There’s nothing on the ground yet, say activists and urban planners.

“The public perception is that the BJP government has invested thousands of crores in infrastructure and these projects will materialise in the next four years. The on ground scenario is that there has been no improvement in the city’s civic amenities, starting with its potholed roads,’’ said transport expert Sulakshana Mahajan.

Political opponents also question the CM’s reputation for being clean when many of his cabinet colleagues have faced allegations of graft.

For instance former housing minister Prakash Mehta had faced allegations of favouring a private developer by granting additional buildable rights in violation of norms in a slum rehabilitation project in Tardeo. The allegations had forced Fadnavis to set up a Lok Ayukta inquiry against the minister as the latter had initially claimed that even CM was in the know of the decision. The report of the ombudsman is still not public though it has been submitted to the government. Mehta was dropped from the cabinet this year and recently was also not given a ticket to contest assembly polls.

Despite attempts made to contact him, Mehta did not respond on the issue.

In this reply in the state assembly, Mehta had said that all allegations against him were false and no decision had been taken on that project.
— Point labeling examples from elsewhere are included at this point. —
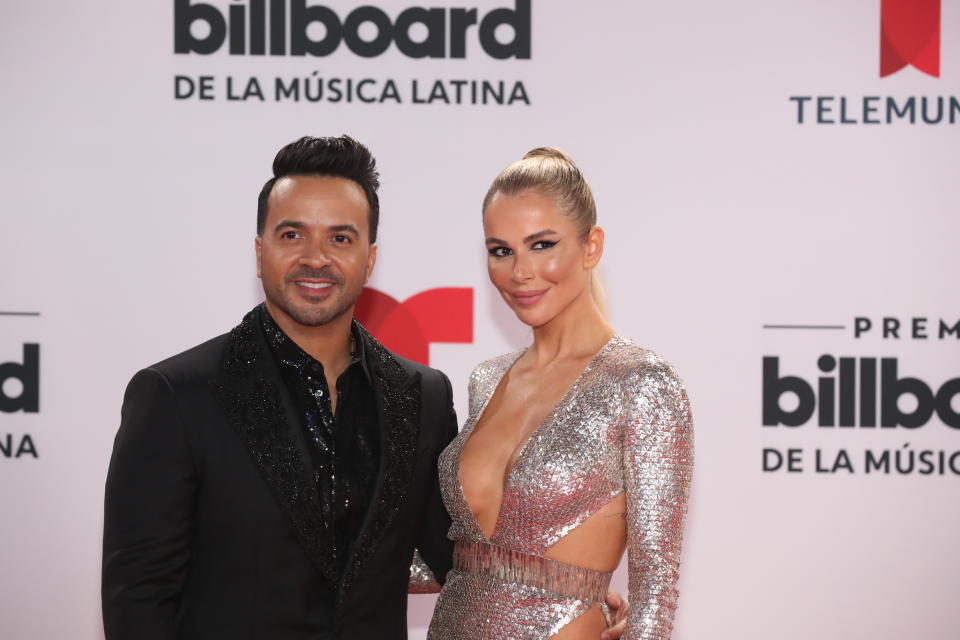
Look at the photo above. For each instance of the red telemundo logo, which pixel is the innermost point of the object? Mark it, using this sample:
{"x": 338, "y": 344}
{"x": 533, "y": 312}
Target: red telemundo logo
{"x": 910, "y": 35}
{"x": 409, "y": 327}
In all CM set up three official inquiries into allegations of graft including two against senior ministers -Mehta and Subhash Desai (Sena)- and one against a bureaucrat - Radheshyam Mopalwar. While the Lokayukta inquiry against Mehta is still not out, both Desai and Mopalwar got clean chits. Former revenue minister Eknath Khadse, who was asked to resign in 2016 following allegations of corruption in purchase of a 3 acre plot got a clean chit from the Anti Corruption Bureau in 2018. However, this has been challenged by a social activist in court.

”By not taking allegations of corruption against his cabinet colleagues or officials seriously, the Chief Minister has emboldened this culture as people know they will never be punished. We have raised serious allegations against as many as 21 ministers in his cabinet but all of them have got clean chits (from the government),’’ said Congress spokesperson Sachin Sawant.

“After a long time, Maharashtra has got an efficient and a sincere Chief Minister. The Opposition has tried desperately to malign our government with flimsy allegations made without any evidence or tangible proofs. That’s the reason that no court has also taken any of their allegations seriously,” said BJP spokesperson Keshav Upadhyay.